国土交通省の土地鑑定委員会が定めている「不動産鑑定評価基準」に基づいて、不動産鑑定士が不動産の経済価値を評価することです。

【2】価格形成要因

不動産価格に与える要因を価格形成要因といいますが、大きく分けて①一般的要因②地域要因③個別的要因の3つに分類されます。

①一般的要因

一般社会における不動産のあり方、価格水準に影響を与える自然的・社会的・経済的・行政的要因のことです。

②地域要因

宅地地域、農地地域、林地域といった地域の種別や街路・交通・環境・行政的条件がどのような地域であるのかといった要因のことです。

③個別的要因

宅地・農地・林地等の土地の種別、更地・建付地・借地・底地等といった土地の類型、街路・交通・環境・行政的条件がどのような画地であるのかといった要因のことです。

【3】鑑定評価の方法

①原価法②取引事例比較法③収益還元法の3つの手法を基にして試算価格(積算価格・比準価格・収益価格)を算出し、関連する事項を加味して調整したうえで、最終の鑑定評価額を決定します。

①原価法

費用性に着目した手法で、対象となる不動産を再建築した場合の再調達原価(新品の経済価値)を算出し、これに原価修正を施して積算価格を出します。

再調達価格−原価相当額=積算価格

②取引事例法

市場性に着目した手法で、過去に行われた多くの売買取引の実例との比較から、対象となる不動産の価格を求め、比準価格を出します。
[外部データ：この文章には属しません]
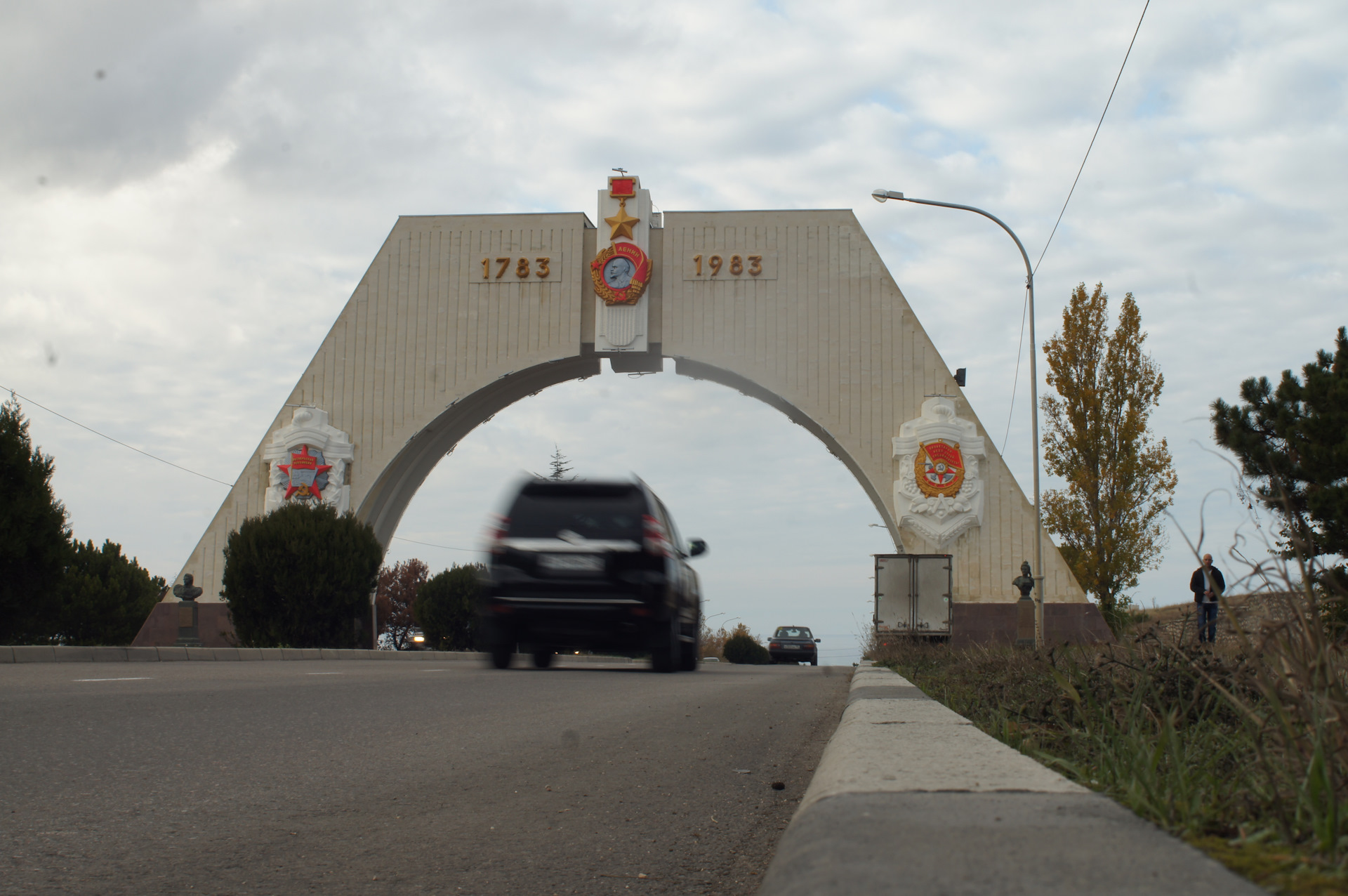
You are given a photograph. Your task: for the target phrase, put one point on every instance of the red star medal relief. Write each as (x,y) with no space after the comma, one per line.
(939,469)
(306,475)
(622,271)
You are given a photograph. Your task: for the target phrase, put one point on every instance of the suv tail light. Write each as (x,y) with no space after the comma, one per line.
(496,529)
(654,539)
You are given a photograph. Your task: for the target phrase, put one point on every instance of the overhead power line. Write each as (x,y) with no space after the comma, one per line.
(112,440)
(471,550)
(1062,211)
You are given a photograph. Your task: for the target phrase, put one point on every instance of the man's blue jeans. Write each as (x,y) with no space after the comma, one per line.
(1208,623)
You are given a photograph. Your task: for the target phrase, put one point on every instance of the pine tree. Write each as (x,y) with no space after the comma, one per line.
(1119,477)
(561,466)
(1293,441)
(34,539)
(105,597)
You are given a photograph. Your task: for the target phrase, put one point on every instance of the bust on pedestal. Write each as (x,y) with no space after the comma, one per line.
(187,632)
(1025,608)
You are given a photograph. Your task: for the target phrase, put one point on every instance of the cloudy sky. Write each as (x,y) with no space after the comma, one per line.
(190,192)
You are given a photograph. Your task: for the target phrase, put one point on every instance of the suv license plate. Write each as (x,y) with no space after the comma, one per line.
(572,562)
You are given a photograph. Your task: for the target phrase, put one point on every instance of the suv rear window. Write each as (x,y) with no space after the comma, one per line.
(608,513)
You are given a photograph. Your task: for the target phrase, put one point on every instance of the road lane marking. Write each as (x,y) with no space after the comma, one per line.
(138,678)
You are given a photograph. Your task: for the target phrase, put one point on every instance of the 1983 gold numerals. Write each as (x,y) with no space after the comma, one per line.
(715,263)
(522,267)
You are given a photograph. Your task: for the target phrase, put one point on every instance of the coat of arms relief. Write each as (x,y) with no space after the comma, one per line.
(308,461)
(940,489)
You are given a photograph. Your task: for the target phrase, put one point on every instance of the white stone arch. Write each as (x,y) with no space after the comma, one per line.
(428,348)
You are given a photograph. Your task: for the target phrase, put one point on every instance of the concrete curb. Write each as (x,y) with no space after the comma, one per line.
(913,798)
(54,654)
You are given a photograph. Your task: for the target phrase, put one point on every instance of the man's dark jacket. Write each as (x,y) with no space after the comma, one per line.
(1197,585)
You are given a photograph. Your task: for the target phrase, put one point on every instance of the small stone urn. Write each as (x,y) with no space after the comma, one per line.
(189,633)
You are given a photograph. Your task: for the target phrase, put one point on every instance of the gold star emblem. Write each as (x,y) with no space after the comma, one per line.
(621,223)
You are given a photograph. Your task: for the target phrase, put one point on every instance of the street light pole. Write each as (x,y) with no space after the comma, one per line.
(880,196)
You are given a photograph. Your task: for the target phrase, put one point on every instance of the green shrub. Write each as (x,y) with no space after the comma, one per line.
(105,597)
(447,608)
(301,577)
(34,539)
(741,648)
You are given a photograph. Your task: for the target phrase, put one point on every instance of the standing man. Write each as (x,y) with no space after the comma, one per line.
(1207,586)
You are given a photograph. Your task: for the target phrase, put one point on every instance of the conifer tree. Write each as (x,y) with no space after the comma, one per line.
(1293,441)
(34,539)
(105,596)
(447,608)
(301,577)
(1119,477)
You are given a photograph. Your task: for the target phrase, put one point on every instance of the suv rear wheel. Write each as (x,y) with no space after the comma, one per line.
(689,651)
(665,647)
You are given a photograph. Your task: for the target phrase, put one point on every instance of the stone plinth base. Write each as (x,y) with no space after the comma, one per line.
(215,628)
(995,624)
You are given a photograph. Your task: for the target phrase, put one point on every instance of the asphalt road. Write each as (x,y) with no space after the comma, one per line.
(402,778)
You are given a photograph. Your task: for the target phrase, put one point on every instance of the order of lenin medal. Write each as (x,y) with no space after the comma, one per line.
(622,271)
(939,469)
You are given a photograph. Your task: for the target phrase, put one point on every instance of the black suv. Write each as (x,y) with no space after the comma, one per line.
(595,566)
(793,645)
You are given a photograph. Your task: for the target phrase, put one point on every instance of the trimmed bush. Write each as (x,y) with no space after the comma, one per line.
(104,597)
(741,648)
(301,577)
(447,608)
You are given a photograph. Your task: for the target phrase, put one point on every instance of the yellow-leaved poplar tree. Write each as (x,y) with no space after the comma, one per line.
(1119,476)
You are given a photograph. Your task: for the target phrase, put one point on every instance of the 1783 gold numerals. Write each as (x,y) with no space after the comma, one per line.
(522,267)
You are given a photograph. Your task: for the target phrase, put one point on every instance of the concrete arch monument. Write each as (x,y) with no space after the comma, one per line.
(460,315)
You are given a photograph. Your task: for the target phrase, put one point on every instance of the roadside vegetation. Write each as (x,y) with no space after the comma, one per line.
(301,577)
(447,608)
(1241,751)
(55,589)
(1118,476)
(741,647)
(1241,746)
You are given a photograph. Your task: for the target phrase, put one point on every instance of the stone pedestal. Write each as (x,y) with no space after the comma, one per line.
(189,633)
(1025,621)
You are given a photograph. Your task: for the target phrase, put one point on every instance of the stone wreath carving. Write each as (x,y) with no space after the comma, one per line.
(940,488)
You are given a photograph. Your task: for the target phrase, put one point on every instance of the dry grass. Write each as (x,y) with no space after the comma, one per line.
(1243,749)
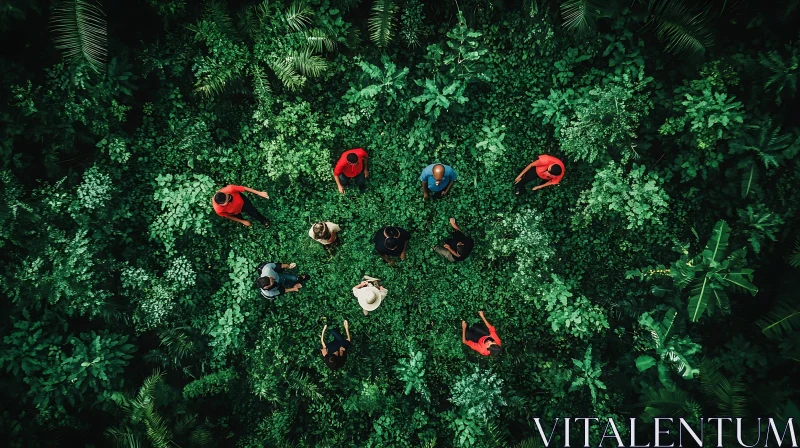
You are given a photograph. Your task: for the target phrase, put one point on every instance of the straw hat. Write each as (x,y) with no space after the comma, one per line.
(369,297)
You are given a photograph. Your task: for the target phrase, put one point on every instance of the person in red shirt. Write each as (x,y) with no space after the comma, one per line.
(229,202)
(352,166)
(547,167)
(481,337)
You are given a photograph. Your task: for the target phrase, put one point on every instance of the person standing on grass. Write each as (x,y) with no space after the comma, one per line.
(546,167)
(391,242)
(229,202)
(437,179)
(457,247)
(324,232)
(351,167)
(370,294)
(335,353)
(481,337)
(273,280)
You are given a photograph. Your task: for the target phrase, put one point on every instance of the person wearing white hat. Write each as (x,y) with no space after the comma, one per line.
(369,294)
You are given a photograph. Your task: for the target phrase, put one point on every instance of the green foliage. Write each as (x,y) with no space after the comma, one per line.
(672,352)
(64,371)
(80,32)
(411,371)
(761,224)
(184,201)
(636,196)
(588,375)
(709,114)
(213,383)
(576,317)
(114,262)
(381,22)
(783,71)
(144,419)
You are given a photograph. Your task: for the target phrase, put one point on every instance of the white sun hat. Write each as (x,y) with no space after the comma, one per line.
(369,297)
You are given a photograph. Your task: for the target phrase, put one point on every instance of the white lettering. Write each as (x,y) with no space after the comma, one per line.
(659,432)
(541,432)
(683,424)
(616,434)
(633,436)
(780,439)
(719,428)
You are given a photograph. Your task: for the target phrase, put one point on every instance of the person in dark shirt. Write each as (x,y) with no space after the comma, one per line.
(457,247)
(335,353)
(391,242)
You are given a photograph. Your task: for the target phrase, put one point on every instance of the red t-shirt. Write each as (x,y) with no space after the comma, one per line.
(350,170)
(480,346)
(542,163)
(234,207)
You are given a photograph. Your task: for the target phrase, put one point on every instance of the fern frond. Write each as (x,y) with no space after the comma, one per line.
(261,85)
(381,22)
(123,437)
(783,319)
(307,64)
(217,11)
(80,31)
(317,39)
(684,29)
(298,16)
(794,259)
(286,73)
(580,15)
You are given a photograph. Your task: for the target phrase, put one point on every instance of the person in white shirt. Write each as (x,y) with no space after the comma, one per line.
(369,294)
(324,232)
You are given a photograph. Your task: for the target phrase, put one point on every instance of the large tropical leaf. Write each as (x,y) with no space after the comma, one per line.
(580,15)
(717,244)
(683,27)
(699,296)
(783,319)
(298,16)
(749,177)
(381,22)
(80,31)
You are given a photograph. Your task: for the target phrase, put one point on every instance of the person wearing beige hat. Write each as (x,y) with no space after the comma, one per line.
(369,294)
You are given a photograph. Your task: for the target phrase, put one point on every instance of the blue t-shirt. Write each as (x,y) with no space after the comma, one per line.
(427,177)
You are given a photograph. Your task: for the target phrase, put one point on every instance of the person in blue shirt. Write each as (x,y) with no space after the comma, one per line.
(437,179)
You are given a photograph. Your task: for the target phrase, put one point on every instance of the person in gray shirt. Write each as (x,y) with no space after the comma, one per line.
(273,280)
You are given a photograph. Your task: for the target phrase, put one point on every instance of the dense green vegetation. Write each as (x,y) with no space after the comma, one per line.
(659,278)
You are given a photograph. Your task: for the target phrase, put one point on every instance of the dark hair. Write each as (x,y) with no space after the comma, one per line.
(333,361)
(321,230)
(264,281)
(220,197)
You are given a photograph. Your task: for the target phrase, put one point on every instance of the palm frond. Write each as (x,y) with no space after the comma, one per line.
(684,28)
(783,319)
(381,22)
(580,15)
(80,31)
(298,16)
(317,39)
(123,437)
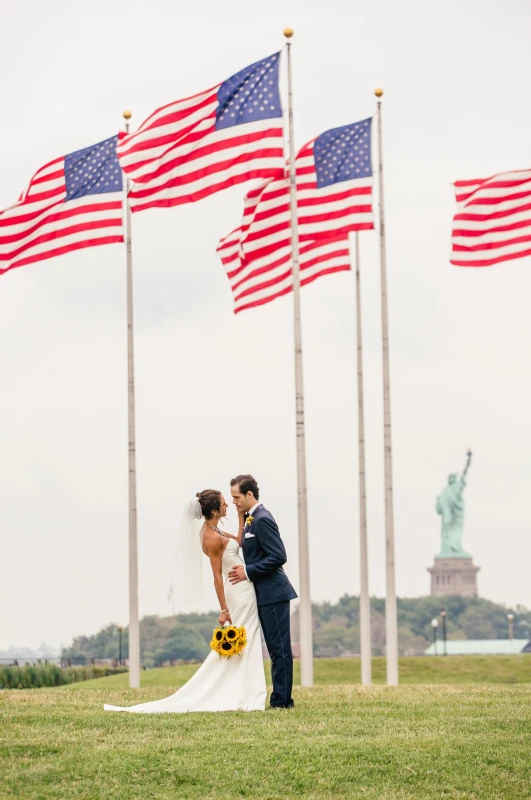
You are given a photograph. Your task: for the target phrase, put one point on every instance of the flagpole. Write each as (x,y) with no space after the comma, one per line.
(305,604)
(365,606)
(134,631)
(391,634)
事例価格×事情補正×時点修正×標準化補正(土地形状等の補正)×地域格差

=対象地における標準的土地価格×個別格差(角地等の考慮)

=対象地の価格(比準価格)

③収益還元法

収益性に着目した手法で、対象不動産が将来、生み出すであろう収益をベースにして対象不動産の収益価格を出します。

年間利益(年間家賃収入−年間経費)÷還元利回り=収益価格

【4】相続税路線価、固定資産税路線価との関連

相続税路線価

土地の相続税贈与税の基礎となり、7月に国税庁より公表されます。路線に面する標準宅地の1㎡あたりの価格で、地価公示価格等の80%を目安としています。

②固定資産税路線価

固定資産税、不動産取得税、登録免許税などの不動産関連税の基礎となり、4月に市町村より公表されます。路線に面する標準宅地の1㎡あたりの価格で、地価公示価格等の70%を目安としています。

③各種画地補正

路線価は標準地を選定しているので、各個人の宅地の評価額を求めるためには各種画地補正を行います。

各種画地補正とは、奥行き、角地、二方道路、不整形地、間口狭小といった土地の個別状況を検討することです。

路線価×各種画地補正×土地面積=相続税及び固定資産税評価額

一般の不動産鑑定における各種画地補正は国土交通省通知に基づく「土地価格比準表」を参考にして、個別的要因の補正という形で行われています。

おわりに

不動産は一つとして同じものはなく、その適正価格を算出することは難しいものですが、様々な手法を駆使して適正な目安を算出する工夫がなされています。

不動産価格は、多岐にわたる分野に関連する基礎的なものなので、きちんとした鑑定評価をするための様々な手法がとられていると思いました。